It wasn’t so long ago (ok, it was a long time ago) that I was a hardcore Linux haxz0r spending 24 hrs/day on IRC with a bunch of other geeks talking about coding and other random geekery. I remember Slashdot was king and Gmail still needed an invite (which I had). I used Linux exclusively up until a few years ago, even through the software requirements at Georgia Tech. Obviously, I have a different mindset than most consumers and even other so-called geeks.
I’ll start with my Sidekick II. I loved that phone to death. I could text on it like a madman, annoying the heck out of my soon-to-be gf, and even had this slick one-handed-flip-in-the-air move I used to do to open it up. I remember wanting to develop software for it, but the process being difficult. I also remember wanting to hack it somehow, but that was also a challenge.
Next thing I know, I’m on Windows Mobile and me and soon-to-be are an item. I ran through a T-Mobile MDA and two Dashes. It was Windows, but it was flexible. Things weren’t locked down like the Sidekick and I learned a lot of random hackery, tips, and tricks from sites like XDA Developers.
Somewhere in this process, Mac OS became *nix and the iPod/iPhone came along. They were in my peripherals because I already knew what they entailed: Lock In. I’d already experienced the disappointment of having an awesome piece of hardware with severe software limitations and I wasn’t going back. Hell, you can’t even run iTunes on Linux.
These days, I do run Windows, but that’s because I’ve become lazy. The computer I used primarily for years is still operational, but I rarely power it on (abit bp6 with dual celeron 366mhz processors oc’d to 550….it’s very loud). 99% of the time, I’m using my trusty Chrome Web Browser to get stuff done, so the underlying OS has become secondary.
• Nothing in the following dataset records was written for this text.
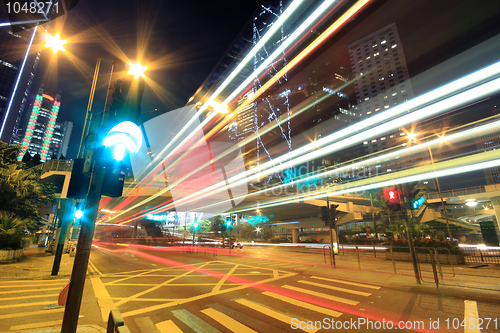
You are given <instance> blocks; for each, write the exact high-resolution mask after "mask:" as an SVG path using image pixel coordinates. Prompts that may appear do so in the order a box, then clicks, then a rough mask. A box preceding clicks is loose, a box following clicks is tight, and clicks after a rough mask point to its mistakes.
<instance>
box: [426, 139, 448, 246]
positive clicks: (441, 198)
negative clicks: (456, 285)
mask: <svg viewBox="0 0 500 333" xmlns="http://www.w3.org/2000/svg"><path fill="white" fill-rule="evenodd" d="M427 143H429V141H428V140H427ZM427 148H428V149H429V156H430V158H431V163H432V169H433V170H434V172H436V167H435V166H434V157H433V156H432V151H431V146H430V145H427ZM436 185H437V187H438V192H439V198H440V199H441V206H442V207H443V213H444V219H445V221H446V229H447V230H448V237H449V238H450V242H452V241H453V235H452V234H451V229H450V222H449V221H448V212H447V211H446V206H445V205H444V200H443V195H442V194H441V186H440V185H439V179H438V178H437V177H436Z"/></svg>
My mobile device of choice is an Android and gf has become wifey. The Evo 4G, to be exact. What a happy coincidence that the OS I grew up with ends up running my mobile device about a decade later. I can pretty much do whatever the hell I want with this thing. If there is something it doesn’t do, I can *make* it do so or find someone else who’s already done the work.
Things are not so with iPhone and iOS. I ran into someone who was switching from Android to a Verizon iPhone the other day. He’s a horrible speller and typist (possibly illiterate) and relied heavily on Google Voice Actions to get things done efficiently. Of course, there is no such thing on iOS because Steve Jobs won’t let you install alternate keyboards or otherwise duplicate any of the default Apple applications. Why? Who the hell knows.
More recently, Apple has instituted a subscription plan for apps residing within its App Store. Basically, Apple wants a 30% cut of any revenue generated when customers sign up for a subscription service like Netflix or Hulu Plus via an iOS app. Apple has even blocked these service providers from offering incentives for customers to sign-up with them directly, saying they must offer the same deals to customers via the app that they offer on their sites. Seems a little overreaching and greedy to me.
Oh, so you want to ditch Apple? Yeah, good luck with that. It’s like breaking up a long-term relationship with a needy person. While you’re trying to move on, they keep popping up. Also, you realize you’ve come away with only a fraction of your movies and music.
Am I an Apple hater? Not really. I think they offer an experience that many consumers need. They make quality hardware and software. While I’ve decided to make a lifetime commitment to my wife, I’m not ready to be tied up technologically and financially to a company. Me and Android are still having fun and feeling each other out. Apple seems more intent on getting access to my bank accounts, telling me how to dress, and redecorating my bachelor pad.